Política municipal enfrenta violência digital contra crianças e adolescentes
Nova lei prevê ações de prevenção, conscientização e proteção diante de desafios como manipulação de imagens e cyberbullying
Imagem: Pixabay
Belo Horizonte passa a contar com uma Política Municipal de Prevenção e Enfrentamento à Violência Digital de Crianças e Adolescentes. A medida foi instituída pela Lei 12.076/2026, publicada no Diário Oficial do Município (DOM-BH) desta quarta-feira (22/7). A norma, que tem origem no Projeto de Lei (PL) 464/2026, apresentado pelo vereador Pedro Rousseff (PT), tem o objetivo de proteger a dignidade, a intimidade e os direitos da personalidade de crianças e adolescentes, além de prevenir práticas de violência digital e de gênero, especialmente aquelas relacionadas à exposição abusiva no ambiente virtual. A política já está em vigor.
Caracterização da violência digital
A nova lei define conceitos relacionados à violência digital, como deepnudes (conteúdos íntimos falsos gerados por inteligência artificial sem consentimento), aplicativos e programas de IA utilizados para criar ou manipular conteúdos audiovisuais. Também estabelece o que são desafios perigosos disseminados em plataformas digitais, violência digital e adultização, caracterizada pela aceleração precoce de comportamentos incompatíveis com a infância.
Na justificativa do projeto que deu origem à lei, Pedro Rousseff destaca que a proposta surge como resposta ao crescimento de práticas de violência digital envolvendo crianças e adolescentes.
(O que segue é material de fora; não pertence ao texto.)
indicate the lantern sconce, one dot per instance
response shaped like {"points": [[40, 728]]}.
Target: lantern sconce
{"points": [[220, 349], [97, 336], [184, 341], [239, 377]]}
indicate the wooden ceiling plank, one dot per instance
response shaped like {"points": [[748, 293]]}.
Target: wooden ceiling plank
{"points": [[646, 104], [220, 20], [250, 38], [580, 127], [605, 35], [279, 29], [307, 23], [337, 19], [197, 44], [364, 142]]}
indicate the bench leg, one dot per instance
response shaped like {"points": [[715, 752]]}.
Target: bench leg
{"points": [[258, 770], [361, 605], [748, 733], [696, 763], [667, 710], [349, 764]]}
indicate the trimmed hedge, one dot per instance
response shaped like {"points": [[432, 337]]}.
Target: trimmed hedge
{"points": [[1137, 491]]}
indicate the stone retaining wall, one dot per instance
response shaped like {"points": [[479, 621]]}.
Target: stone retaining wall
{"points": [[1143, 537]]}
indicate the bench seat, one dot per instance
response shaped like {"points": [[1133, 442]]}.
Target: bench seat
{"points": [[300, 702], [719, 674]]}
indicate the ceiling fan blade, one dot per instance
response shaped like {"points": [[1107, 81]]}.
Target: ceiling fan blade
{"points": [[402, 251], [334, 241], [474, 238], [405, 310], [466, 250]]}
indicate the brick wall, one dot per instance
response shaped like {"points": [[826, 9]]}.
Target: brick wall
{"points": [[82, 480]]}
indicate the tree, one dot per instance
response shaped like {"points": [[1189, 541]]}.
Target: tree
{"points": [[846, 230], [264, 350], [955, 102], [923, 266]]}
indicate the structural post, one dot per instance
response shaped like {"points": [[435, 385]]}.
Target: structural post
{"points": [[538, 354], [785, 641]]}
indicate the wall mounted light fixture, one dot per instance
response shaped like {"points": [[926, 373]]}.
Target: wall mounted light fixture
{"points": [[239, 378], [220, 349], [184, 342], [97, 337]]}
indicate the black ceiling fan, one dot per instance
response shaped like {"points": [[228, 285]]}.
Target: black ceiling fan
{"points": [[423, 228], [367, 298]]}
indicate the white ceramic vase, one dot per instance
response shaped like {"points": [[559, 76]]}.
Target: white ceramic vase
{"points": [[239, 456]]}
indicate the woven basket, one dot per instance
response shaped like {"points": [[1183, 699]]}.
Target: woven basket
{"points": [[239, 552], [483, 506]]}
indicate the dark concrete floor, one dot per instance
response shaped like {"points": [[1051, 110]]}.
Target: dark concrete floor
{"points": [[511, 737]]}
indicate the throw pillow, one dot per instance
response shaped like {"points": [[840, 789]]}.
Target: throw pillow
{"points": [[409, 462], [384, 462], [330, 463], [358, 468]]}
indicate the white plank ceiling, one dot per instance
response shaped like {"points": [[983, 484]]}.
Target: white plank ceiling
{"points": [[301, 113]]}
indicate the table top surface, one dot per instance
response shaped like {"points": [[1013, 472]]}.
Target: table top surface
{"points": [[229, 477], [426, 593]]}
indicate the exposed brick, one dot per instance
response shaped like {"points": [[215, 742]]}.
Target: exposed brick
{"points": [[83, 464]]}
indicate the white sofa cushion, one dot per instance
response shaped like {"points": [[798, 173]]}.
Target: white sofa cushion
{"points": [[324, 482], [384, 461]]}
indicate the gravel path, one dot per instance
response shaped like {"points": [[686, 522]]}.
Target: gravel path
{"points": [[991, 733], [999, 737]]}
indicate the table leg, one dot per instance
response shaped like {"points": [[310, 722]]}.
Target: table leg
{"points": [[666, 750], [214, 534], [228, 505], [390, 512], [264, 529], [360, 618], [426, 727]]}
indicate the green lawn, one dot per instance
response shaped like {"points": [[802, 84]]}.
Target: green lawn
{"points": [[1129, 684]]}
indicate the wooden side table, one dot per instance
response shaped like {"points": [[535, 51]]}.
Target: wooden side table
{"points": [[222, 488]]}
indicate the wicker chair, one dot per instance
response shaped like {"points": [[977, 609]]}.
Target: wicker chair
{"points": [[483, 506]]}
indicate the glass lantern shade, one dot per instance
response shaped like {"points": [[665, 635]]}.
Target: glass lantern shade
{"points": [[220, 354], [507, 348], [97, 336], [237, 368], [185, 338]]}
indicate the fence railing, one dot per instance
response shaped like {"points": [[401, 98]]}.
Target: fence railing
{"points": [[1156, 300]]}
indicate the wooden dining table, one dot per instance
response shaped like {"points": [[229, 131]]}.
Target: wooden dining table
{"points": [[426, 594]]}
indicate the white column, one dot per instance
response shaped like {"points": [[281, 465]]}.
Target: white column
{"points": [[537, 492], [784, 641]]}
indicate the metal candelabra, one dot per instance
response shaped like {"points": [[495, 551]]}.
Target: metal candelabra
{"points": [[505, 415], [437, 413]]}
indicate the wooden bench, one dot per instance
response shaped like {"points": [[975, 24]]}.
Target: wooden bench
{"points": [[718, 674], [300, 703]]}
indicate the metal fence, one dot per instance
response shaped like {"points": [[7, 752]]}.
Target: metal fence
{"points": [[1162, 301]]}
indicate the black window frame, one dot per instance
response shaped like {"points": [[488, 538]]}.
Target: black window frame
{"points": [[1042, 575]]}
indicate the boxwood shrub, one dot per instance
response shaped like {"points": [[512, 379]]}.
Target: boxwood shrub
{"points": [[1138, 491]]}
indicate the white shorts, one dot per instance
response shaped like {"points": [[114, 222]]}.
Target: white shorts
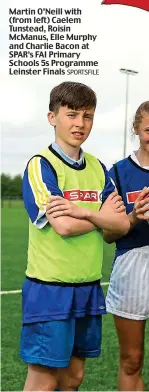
{"points": [[128, 292]]}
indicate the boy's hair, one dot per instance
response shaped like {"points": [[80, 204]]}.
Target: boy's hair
{"points": [[142, 109], [74, 95]]}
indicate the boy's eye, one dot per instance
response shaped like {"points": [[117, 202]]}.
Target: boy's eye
{"points": [[88, 117]]}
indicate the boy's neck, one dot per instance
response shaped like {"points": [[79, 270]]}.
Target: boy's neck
{"points": [[143, 157], [72, 152]]}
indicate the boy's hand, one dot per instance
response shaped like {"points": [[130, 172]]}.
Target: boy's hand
{"points": [[140, 207], [114, 202], [58, 206]]}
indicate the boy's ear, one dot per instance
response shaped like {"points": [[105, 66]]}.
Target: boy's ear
{"points": [[51, 118]]}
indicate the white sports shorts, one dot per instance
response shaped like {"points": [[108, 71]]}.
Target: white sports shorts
{"points": [[128, 292]]}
O parlamentar defende uma atuação preventiva e articulada do poder público para promover educação digital, proteção da imagem e cidadania no ambiente virtual.
“Trata-se de uma resposta urgente e necessária ao avanço de práticas de violência digital que afetam, de forma brutal, a dignidade e os direitos fundamentais de pessoas em situação de vulnerabilidade, especialmente crianças, adolescentes e mulheres", afirma Pedro Rousseff.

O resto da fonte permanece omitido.